Se invece facessimo un passo indietro e, invece che reagire istintivamente, cercassimo prima di capire perchè l’altra persona ci attacca… forse vedremmo il mondo (e noi stessi) con occhi diversi e forse, forse!, quel comportamento potrebbe avere senso, e allora, forse!, potremmo risolvere la questione senza contrattaccare, ma spiegando il perchè delle nostre parole o azioni.

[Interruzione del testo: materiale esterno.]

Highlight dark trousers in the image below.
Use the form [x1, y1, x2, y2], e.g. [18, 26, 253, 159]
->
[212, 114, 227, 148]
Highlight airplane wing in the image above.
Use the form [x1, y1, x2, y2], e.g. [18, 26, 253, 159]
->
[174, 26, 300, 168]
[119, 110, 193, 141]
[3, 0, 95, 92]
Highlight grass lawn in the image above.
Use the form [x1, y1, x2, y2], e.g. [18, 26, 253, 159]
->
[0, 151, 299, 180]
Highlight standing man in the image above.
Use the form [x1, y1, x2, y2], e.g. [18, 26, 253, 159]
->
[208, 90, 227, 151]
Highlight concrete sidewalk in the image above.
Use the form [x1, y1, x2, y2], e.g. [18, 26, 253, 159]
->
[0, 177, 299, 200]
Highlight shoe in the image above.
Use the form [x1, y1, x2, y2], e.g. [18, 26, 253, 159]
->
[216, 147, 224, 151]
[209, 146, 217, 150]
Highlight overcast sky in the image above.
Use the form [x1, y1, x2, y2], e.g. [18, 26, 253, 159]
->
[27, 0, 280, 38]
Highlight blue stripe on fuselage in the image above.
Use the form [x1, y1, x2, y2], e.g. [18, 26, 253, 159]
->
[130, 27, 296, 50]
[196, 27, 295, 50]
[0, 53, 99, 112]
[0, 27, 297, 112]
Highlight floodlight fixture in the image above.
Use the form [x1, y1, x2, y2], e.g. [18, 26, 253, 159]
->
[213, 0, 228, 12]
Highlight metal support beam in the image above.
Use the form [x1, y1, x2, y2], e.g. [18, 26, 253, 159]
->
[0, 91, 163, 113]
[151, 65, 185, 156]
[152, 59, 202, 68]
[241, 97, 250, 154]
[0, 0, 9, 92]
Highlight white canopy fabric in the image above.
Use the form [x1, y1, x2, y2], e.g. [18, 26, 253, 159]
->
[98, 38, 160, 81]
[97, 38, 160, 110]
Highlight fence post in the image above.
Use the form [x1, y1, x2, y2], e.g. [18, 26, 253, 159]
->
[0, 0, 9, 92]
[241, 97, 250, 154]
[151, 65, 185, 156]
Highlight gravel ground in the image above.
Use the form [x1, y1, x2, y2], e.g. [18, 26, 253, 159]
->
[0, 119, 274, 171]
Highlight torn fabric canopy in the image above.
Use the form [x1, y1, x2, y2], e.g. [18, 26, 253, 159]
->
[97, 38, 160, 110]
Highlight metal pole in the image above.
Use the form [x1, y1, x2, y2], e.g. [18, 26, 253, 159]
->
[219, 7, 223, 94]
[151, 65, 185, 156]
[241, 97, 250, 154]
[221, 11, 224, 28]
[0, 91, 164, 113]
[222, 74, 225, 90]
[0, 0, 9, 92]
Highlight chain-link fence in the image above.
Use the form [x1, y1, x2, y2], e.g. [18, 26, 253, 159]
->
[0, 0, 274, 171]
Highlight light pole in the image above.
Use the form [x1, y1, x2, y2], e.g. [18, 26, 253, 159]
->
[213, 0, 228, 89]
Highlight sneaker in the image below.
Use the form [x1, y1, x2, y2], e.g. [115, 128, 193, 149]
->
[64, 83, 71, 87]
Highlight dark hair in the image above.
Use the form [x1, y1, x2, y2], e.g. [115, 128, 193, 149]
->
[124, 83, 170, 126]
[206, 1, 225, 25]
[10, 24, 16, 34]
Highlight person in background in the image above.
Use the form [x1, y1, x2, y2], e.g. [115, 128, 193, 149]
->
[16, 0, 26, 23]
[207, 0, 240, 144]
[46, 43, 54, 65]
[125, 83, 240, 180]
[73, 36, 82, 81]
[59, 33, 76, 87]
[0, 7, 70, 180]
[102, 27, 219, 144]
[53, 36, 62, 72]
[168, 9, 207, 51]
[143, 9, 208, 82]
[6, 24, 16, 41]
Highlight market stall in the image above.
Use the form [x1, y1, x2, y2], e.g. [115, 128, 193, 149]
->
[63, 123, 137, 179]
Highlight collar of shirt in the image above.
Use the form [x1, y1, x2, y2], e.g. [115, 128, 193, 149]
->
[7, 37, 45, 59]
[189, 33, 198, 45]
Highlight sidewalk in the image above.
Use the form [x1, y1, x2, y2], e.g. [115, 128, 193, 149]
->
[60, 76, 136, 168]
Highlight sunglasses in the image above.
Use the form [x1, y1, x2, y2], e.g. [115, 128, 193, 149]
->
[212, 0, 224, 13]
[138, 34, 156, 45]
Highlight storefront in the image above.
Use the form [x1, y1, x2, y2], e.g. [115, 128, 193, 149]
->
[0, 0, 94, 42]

Provate a fare questo giochino, come il mio professore di Analisi 3: immaginate un mondo in cui è tutto uguale a oggi, TRANNE il fatto che non andate a genio a quella persona, e agite di conseguenza. Davvero non avete idea di quante situazioni io abbia risolto con questo trucchetto, sia nei rapporti umani, sia anche nei confronti di problemi di lavoro che quotidianamente affronto. Mettere in discussione le premesse PAGA SEMPRE MOLTO DI PIÙ che mettere in discussione le conclusioni.

Infine, se volete influenzare una persona e portarla dalla vostra parte, dovete agire sulla SUA percezione della realtà, non sulla VOSTRA (#BeOtherCentric). Dovete vedere il mondo con gli occhi dell’altro e calibrare ciò che dite e fate in funzione di quei parametri.

Accettare che nulla è come è ma tutto è come lo vediamo, e che ciascuno vede le cose in modo molto diverso, è una chiave di volta fondamentale nell’arte della gestione delle relazioni umane (e animali, se volete addestrare un cane dovete parlare il suo linguaggio, non il vostro), che a sua volta è l’aspetto di base su cui è costruito il successo nelle grandi aziende e nei rapporti con le persone che ci stanno vicino tutti i giorni.

Nel libro analizzo questo aspetto molto più in profondità, ma volevo condividere con voi questa riflessione dopo aver collegato questi concetti che ho imparato parecchi anni fa e che insegnano una profonda lezione di vita: il mondo non è com’è, è come noi scegliamo di vederlo. E chi riesce a vederlo da diversi punti di vista VINCE.